1. Field of the Invention
This invention relates to a discharge lamp, and more particularly to a cold cathode discharge lamp with lower power consumption.
2. Description of the Related Art
Discharge lamps, which account for about half of the illumination sources, are a very important technical field from the viewpoint of industry and people's everyday lives. Recently, a sharply increasing number of cold cathode discharge lamps have been produced as backlight sources for liquid-crystal displays.
One known cold cathode discharge lamp is a cold cathode fluorescent lamp. In this lamp, two cold cathodes are placed in a glass tube in such a manner they face each other. In the glass tube, a noble gas and a trace amount of Hg are sealed (for example, as disclosed in Jpn. Pat. Appln. KOKAI Publication No. 4-274156). A high voltage is applied between the two cold cathodes, thereby starting a discharge between the two electrodes. Sustaining the discharge causes ultraviolet rays to be emitted as a result of the excitation of mercury, thereby causing the fluorescent material to emit light. Another known cold cathode discharge lamp is a barrier cold cathode discharge lamp. In this lamp, an electrode is provided outside the tube where a discharging space is formed. The electrode does not make direct contact with the discharging face (for example, as disclosed in Jpn. Pat. Appln. KOKAI Publication No. 8-236083).
Such cold cathode discharge lamps have the advantages that the breaking of the heating filament and the consumption of the electron-emitting emitter are less and the service life is much longer than conventional hot cathode fluorescent lamps. For this reason, they have found an increasing number of applications in the field of illumination for industrial apparatuses whose light sources are difficult to replace. A sharply increasing number of cold cathode discharge lamps have recently been produced particularly as backlights for liquid-crystal displays. On the other hand, lamps of the cold cathode type are at a disadvantage in that they have a lower light-emission efficiency than those of the hot cathode type.
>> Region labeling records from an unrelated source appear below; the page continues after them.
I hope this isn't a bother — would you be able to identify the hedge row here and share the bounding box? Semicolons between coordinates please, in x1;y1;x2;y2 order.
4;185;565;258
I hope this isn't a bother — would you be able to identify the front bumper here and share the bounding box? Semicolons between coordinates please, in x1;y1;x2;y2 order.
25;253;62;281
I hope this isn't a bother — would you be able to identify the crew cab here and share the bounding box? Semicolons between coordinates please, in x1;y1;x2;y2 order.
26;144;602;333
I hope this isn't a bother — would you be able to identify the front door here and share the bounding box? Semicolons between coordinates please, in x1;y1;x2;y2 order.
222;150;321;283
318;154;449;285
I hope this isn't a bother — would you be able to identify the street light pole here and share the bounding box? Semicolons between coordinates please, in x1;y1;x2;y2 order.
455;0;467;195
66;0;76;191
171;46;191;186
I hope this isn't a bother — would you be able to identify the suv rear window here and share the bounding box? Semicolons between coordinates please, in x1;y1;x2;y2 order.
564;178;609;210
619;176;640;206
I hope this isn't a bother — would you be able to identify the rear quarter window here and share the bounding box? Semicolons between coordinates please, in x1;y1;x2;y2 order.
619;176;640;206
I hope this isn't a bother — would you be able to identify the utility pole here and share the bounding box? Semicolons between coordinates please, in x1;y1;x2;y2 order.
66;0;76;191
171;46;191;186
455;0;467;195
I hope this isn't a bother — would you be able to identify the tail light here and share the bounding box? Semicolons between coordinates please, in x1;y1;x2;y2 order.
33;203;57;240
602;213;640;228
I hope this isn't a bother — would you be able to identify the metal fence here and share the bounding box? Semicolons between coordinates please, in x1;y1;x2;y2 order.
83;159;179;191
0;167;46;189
If the light-emission efficiency is increased, they will be able to replace the existing fluorescent lamps in the field of illumination not only for industrial apparatuses but also for general-purpose apparatuses.
To improve the performance of a cold cathode discharge lamp, the inventors have devised a cold cathode discharge lamp using diamond as an electron-emitting material for cathodes as disclosed in Jpn. Pat. Appln. KOKAI publication No. 2002-298777 and No. 2003-132850. Since diamond has a high electron emission efficiency and a high sputter resistance, a discharge lamp with a high light emission efficiency and a long service life can be provided. The technique for using diamond for cold cathodes and emitting electrons in a vacuum has been already established (refer to, for example, K. Okano, et al., “Low-threshold cold cathodes made of nitrogen-doped chemical-vapour-deposited diamond,” Nature, Macmillan, 1996, Vol. 381, p. 14).
Another example of using diamond for discharging is a plasma display panel (for example, as disclosed in Jpn. Pat. Appln. KOKAI Publication No. 2002-117771). In this reference concerning a plasma display panel, covering the surface of diamond particles with an amorphous carbon layer improves the electron emitting characteristic and the light emission efficiency.
In each of the cold cathode discharge lamps, applying a specific voltage to the electrodes causes a discharge to start in the discharge tube. Then, the discharging state is sustained, thereby emitting light. Conventional cold cathode discharge lamps have disadvantages in that the voltage applied to start discharge and the voltage to sustain the discharging state are not low and therefore the power consumption is high. Therefore, the realization of a discharge lamp with a higher light emission efficiency and a lower power consumption has been desired.